Memorial Day was originally observed on May 30, 1868 when flowers were laid on the graves of both Union and Confederate soldiers at Arlington National Cemetery. It's meaning was expanded after World War I to include the sacrifices of American soldiers throughout it's history. Therefore, I was somewhat disturbed when a couple of ladies from New York on one of my walking tours made the statement: "What do people in Savannah do this weekend since you don't observe Memorial Day"? My answer: "We observe Memorial Day like all Americans should" As a native Ohioan living in Georgia, I find regional animosities tiresome at best and mostly based on the ignorance most often expressed by those too culturally shallow to travel well.

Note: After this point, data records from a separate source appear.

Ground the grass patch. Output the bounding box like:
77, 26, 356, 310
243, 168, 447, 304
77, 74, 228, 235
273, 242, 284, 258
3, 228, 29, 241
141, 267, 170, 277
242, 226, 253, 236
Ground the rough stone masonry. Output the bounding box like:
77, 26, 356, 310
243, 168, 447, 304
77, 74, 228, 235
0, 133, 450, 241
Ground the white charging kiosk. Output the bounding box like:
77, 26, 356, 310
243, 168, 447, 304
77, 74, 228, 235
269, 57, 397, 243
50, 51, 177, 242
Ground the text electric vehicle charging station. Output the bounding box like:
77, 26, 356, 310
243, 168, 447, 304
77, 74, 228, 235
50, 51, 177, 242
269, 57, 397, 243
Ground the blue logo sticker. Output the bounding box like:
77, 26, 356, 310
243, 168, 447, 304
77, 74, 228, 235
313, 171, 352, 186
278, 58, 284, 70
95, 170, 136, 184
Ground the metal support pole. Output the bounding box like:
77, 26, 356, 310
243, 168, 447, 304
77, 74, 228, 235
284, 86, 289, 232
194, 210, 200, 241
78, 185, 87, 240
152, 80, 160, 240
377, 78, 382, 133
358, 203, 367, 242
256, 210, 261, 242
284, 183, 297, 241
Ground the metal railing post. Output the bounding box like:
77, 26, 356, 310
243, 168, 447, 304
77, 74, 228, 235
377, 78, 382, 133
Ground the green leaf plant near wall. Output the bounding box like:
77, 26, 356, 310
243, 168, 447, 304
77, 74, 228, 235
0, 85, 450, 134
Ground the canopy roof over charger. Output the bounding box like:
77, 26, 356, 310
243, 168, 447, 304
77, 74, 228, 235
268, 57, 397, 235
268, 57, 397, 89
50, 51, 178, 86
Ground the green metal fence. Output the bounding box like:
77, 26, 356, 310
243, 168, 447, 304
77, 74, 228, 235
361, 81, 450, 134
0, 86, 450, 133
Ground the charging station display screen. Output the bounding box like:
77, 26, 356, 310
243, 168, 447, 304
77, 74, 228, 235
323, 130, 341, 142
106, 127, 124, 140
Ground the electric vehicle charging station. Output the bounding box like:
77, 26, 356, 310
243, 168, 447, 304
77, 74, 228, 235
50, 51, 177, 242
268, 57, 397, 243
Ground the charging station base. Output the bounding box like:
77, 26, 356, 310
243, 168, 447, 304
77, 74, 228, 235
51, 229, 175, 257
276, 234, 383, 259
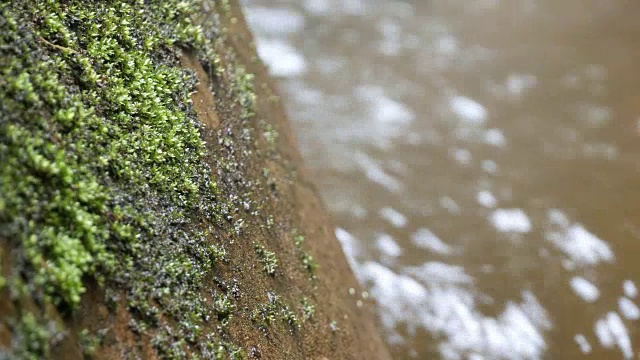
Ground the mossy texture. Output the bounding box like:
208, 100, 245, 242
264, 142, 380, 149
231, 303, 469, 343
0, 0, 380, 360
0, 0, 245, 358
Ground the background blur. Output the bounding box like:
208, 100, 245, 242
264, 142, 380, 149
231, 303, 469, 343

Savannah's monuments to fallen soldiers are many and offer a glimpse into the very soul of the place for those willing to open their eyes. It usually comes as a surprise that the only Confederate monuments in the downtown National landmark Historic District sit within a wrought iron fence in the Forsyth Park Parade Grounds to the far edge of the Landmark District. The downtown is actually dominated by monuments dedicated to such heroes as Nathanael Greene, Casimir Pulaski, and Sergent Jasper. It was the spirit of the American Revolution which was enthroned here. This must have been a bit confusing to occupying Union Soldiers realizing both sides had the same heroes.
Today, monuments to contemporary conflicts such as World War I and Vietnam can also be visited along with the most recent entry on River Street to those who fought during World War II. If anything written here is new information, maybe it's time you took a few moments to read the inscriptions provided at these sites - wherever they may be. A little quiet remembrance of those who have ensured our freedoms might be good for what's ailing us as a country right now. Just a thought.